The server is planned to use a hypervisor under Windows AD + MS SQL + 1C + a couple of Linux services.SQL version 1c does not heavily load the disk, memory is effectively used there for caching, so a regular disk, of course, a dedicated one, will probably suffice. Though it is necessary to look that for basis and how many users.
A colleague "in the shop" advises to take cheap (compared to server solutions) Samsung 850 Pro x6 pieces, assemble 50 raids from themThere are doubts about the adequacy of this colleague.
I'm leaning towards the fact that SSDs, no matter how super reliable they are, they will die soon enoughOf course, any technique breaks down, so even super reliable HDDs, SSDs and other hardware will fail over time.
and will die almost simultaneously because of the raid.Sounds pretty crazy... Why would it be almost at the same time? Simultaneous failure of two disks is unlikely, although it is possible, for example, if the power supply fails, or due to mechanical impact.

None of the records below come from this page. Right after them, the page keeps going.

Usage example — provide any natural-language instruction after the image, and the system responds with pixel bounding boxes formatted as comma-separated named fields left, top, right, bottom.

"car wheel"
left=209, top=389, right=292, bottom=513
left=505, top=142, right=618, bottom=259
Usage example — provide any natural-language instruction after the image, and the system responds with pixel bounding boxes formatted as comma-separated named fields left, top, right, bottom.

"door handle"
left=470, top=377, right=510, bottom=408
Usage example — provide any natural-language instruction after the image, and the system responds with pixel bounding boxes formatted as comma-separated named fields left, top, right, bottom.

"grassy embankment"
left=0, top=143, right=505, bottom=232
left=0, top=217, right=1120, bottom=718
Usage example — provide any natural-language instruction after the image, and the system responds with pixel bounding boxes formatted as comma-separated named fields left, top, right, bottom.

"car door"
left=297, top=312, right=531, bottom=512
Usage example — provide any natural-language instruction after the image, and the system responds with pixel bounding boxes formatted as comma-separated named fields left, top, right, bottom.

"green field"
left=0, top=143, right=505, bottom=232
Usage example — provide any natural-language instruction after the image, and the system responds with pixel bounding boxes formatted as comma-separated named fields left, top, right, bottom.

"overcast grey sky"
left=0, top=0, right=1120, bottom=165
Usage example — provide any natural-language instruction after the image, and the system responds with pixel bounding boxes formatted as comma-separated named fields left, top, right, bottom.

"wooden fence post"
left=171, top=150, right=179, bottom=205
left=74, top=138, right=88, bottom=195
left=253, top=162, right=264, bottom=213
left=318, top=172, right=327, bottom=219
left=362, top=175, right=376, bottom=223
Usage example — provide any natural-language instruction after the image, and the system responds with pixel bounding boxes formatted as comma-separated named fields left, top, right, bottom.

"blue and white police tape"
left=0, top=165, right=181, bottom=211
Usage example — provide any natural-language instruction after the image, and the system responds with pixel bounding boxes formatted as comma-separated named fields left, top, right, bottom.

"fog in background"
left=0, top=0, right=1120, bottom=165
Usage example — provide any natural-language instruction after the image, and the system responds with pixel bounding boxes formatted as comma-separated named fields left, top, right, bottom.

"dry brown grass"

what to put in the baskets? What will be ideal in terms of price / quality / performance ratio?Initially - one HDD under the OS, the other under the base 1s. Other services look at the load whether they need a disk or not. Then look at the load.
With your initial data, 5 bases of 30-40 gigs. 70+ users
The hypervisor will slow down, I just recently went through this.
The record seems to be small, but if logging is output to a separate disk (just an SSD), the load on the raid will be small.
I recommend abandoning the hypervisor when it comes to 1C.